December 23, 2009
Mr. President, We Hardly Knew You
Et Tu, Barack?
By RANDALL AMSTER
Randall Amster, J.D., Ph.D., teaches Peace Studies at Prescott College and serves as the Executive Director of the Peace & Justice Studies Association. His most recent book is the co-edited volume Building Cultures of Peace: Transdisciplinary Voices of Hope and Action (Cambridge Scholars Publishing, 2009).
Less than a year into the Administration that was to save us from the perfidy of the past, it’s clear that business-as-usual still holds sway. Trillions for war, nothing for the poor. Trillions for banks, but the people -- no thanks. Trillions more in debt, and we ain’t seen the end yet. Trillions for corporate cronies, but who will show us the monies?
Obama is a brand, and -- even with the shine coming off a bit -- is still a strong one. “Barack Obama is three things you want in a brand,” said Keith Reinhard, chairman emeritus of DDB Worldwide, back in March 2008. “New, different, and attractive. That’s as good as it gets.” Indeed, Ad Age and the Association of National Advertisers selected Barack Obama as “Marketer of the Year” for 2008, even before he was elected President. In the end, which victory really matters more? Is there in fact a difference?

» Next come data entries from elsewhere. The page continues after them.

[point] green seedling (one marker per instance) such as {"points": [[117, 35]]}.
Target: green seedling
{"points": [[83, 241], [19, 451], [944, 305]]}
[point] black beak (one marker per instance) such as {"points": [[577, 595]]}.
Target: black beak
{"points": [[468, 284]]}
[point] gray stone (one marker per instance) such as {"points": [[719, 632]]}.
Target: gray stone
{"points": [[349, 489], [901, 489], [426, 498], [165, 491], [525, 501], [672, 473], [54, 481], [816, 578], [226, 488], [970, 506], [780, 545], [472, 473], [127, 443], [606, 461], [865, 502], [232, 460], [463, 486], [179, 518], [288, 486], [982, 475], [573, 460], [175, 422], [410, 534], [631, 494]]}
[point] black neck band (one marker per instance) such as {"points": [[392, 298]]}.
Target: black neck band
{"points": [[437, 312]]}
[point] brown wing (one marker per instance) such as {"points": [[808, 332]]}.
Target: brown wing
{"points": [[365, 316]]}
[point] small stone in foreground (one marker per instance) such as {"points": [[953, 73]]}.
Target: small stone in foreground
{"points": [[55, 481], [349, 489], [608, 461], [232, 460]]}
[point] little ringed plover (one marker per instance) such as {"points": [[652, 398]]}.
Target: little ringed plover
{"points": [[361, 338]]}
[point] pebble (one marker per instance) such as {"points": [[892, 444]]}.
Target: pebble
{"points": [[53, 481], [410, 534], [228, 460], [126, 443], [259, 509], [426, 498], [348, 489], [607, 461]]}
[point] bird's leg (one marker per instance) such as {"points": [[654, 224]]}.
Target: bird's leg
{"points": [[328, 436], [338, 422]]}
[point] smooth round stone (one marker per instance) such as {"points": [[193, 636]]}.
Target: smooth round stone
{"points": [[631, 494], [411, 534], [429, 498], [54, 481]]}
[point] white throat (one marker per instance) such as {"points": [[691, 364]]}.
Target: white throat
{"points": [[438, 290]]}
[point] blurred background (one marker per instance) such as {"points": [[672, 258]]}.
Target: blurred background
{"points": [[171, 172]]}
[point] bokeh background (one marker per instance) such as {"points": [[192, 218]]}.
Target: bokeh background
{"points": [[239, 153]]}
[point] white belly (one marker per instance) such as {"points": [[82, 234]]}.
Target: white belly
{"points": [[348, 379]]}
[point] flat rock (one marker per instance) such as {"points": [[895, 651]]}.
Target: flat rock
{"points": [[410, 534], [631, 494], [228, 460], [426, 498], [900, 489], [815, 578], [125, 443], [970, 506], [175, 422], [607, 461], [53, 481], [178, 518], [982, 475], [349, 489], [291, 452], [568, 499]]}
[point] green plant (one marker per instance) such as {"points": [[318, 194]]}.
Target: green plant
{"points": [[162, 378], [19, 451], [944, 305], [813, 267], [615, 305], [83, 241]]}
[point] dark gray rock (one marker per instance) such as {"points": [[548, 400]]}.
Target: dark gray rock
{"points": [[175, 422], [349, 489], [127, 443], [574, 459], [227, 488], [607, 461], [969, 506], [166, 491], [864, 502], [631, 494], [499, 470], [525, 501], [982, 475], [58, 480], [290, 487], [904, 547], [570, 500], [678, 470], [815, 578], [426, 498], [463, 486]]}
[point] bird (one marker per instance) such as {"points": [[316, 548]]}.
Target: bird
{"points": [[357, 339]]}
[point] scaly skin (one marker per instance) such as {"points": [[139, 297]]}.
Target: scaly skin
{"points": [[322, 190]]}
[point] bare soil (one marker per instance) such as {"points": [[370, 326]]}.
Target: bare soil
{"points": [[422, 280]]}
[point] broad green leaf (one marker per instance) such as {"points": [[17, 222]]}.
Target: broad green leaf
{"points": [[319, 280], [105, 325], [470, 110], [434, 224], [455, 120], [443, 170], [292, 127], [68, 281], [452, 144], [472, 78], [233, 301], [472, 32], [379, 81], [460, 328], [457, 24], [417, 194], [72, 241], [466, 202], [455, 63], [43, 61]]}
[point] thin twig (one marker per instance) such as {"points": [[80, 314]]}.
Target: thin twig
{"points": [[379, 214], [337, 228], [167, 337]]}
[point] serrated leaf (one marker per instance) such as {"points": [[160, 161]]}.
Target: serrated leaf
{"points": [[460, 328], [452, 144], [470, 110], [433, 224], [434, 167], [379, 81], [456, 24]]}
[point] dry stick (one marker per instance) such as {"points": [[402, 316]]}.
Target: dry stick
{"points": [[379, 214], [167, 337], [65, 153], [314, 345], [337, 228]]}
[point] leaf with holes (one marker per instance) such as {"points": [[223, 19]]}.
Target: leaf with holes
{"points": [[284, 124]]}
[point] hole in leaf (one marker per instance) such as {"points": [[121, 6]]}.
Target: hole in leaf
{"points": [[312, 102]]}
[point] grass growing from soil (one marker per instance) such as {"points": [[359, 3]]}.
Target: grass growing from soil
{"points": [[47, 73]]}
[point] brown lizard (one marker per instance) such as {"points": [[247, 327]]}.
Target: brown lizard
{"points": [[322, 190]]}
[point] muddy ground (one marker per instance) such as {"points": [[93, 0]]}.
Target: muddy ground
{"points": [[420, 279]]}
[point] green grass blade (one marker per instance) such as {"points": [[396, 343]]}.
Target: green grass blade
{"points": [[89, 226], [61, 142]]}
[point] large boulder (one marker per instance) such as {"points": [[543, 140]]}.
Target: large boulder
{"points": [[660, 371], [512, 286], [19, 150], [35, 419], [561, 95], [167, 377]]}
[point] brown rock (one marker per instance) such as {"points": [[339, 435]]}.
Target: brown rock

An incisive summation of the brand’s genesis from Rolling Stone’s Matt Taibbi appeared way back in February 2007, and still speaks very much to the tenor of these times:
“The Illinois Senator is the ultimate modern media creature
his entire political persona is an ingeniously crafted human cipher, a man without race, ideology, geographic allegiances, or, indeed, sharp edges of any kind. You can’t run against him on the issues because you can’t even find him on the ideological spectrum. Obama’s ‘Man for all seasons’ act is so perfect in its particulars that just about anyone can find a bit of himself somewhere in the candidate’s background, whether in his genes or his upbringing.... is strategy seems to be to appear as a sort of ideological Universalist, one who spends a great deal of rhetorical energy showing that he recognizes the validity of all points of view, and conversely emphasizes that when he does take hard positions on issues, he often does so reluctantly...”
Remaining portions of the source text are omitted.